Try drilling your pocket holes near the inside of the rails so they sit further back from the end of your stiles. I pretty much use only coarse thread screws b/c the washer head is larger and they don't pull through the pocket as much. Also, it *seems* that I have more success (less splitting) when I set the clutch and drive them in as fast as I can spin them. Maybe it drills out the hole better or something. And definitely, definitely follow the clamping tips that others have posted.

Or you can just go buy a Domino.

JP

Reply to
Jay Pique

That should not be a problem unless the screw is too close to the end of the stile. If the screw is a good 1/4" from the end you should have no problems.

The 90 degree clamp may be the problem. It is not unusual for the pieces to slightly seperate when driving the screw and using the Kreg clamp. If your clamps do not clamp the pieces tightly together and there is by chance a gap at the joint that cannot be easily pulled shut by the screw you may split the mating piece. It is important that the joint can be pulled closed by the screw. The common Kreg clamp typically will allow some slight slippage and it's function is more to keep the bottom faces of the rails and stiles on the same plane. Let the screws pull the joint tight. Do not clamp so tight that the screws cannot pull the joint closed if there is a gap.

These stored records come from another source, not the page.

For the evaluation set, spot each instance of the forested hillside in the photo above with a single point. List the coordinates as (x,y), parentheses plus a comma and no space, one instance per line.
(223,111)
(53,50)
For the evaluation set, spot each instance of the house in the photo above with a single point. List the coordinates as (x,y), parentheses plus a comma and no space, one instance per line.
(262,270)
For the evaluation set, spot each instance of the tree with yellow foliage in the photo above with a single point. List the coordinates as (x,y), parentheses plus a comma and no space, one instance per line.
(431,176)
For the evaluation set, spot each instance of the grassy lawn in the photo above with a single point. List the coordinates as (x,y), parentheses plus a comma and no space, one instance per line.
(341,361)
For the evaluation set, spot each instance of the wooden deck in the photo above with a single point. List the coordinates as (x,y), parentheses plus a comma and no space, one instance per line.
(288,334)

The Kreg bench clamp is very useful and IMHO is better than the single hand clamp. If you will notice, even the bench clamp will allow some slight movement but absolutely keeps the opposite surfaces on the same plane. When driving the screw you may still see some slight seperation when the screw penetrates the mating piece however the gap will close when the screw tightens. If the pieces cannot move you stand the chance of splitting the mating piece.

I use this one also but more often use the above clamp.

The screws by themselves make a strong joint and especially when joining edge grain to edge grain however unless you plan to disassemble the joint I would always recommend adding glue tot he mix.

Reply to
Leon

Among the other responses, be aware that proper stock selection can also play a role in mitigating splitting.

Go through your stockpile and try to pick stock that is less flat sawn for your stile stock. IOW, pick those pieces that have more vertical grain and you will hopefully see a reduction in splitting.

I purposely do this when buying a load of stock destined for face frames, and still have the occasional split. ... it comes with the territory, and how well you recover is the key, so don't necessarily give up on the ones that are split. If you haven't already done so, you may be surprised at how many FF's can be rescued when repaired, in situ, with yellow glue and good clamping pressure.

Reply to
Swingman

Everyone - thanks for the great info. I took some pics, but can't get them off the camera yet - forgot the wire to pull them off my memory card.

I've had much better luck following some of the advice. This was my process:

1: Glued both pieces

2: I used the Kreg Bench clamp to pretty strongly clamp down the two pieces. I clamped the rail and stile with about half the clamp on both pieces. I think this clamp was better than a few Irwin quick clamps because the clamping pressure was delivered directly over the pocket screw area. The stile was clamped several inches away from the pocket screw area with the multiple Irwin clamp approach.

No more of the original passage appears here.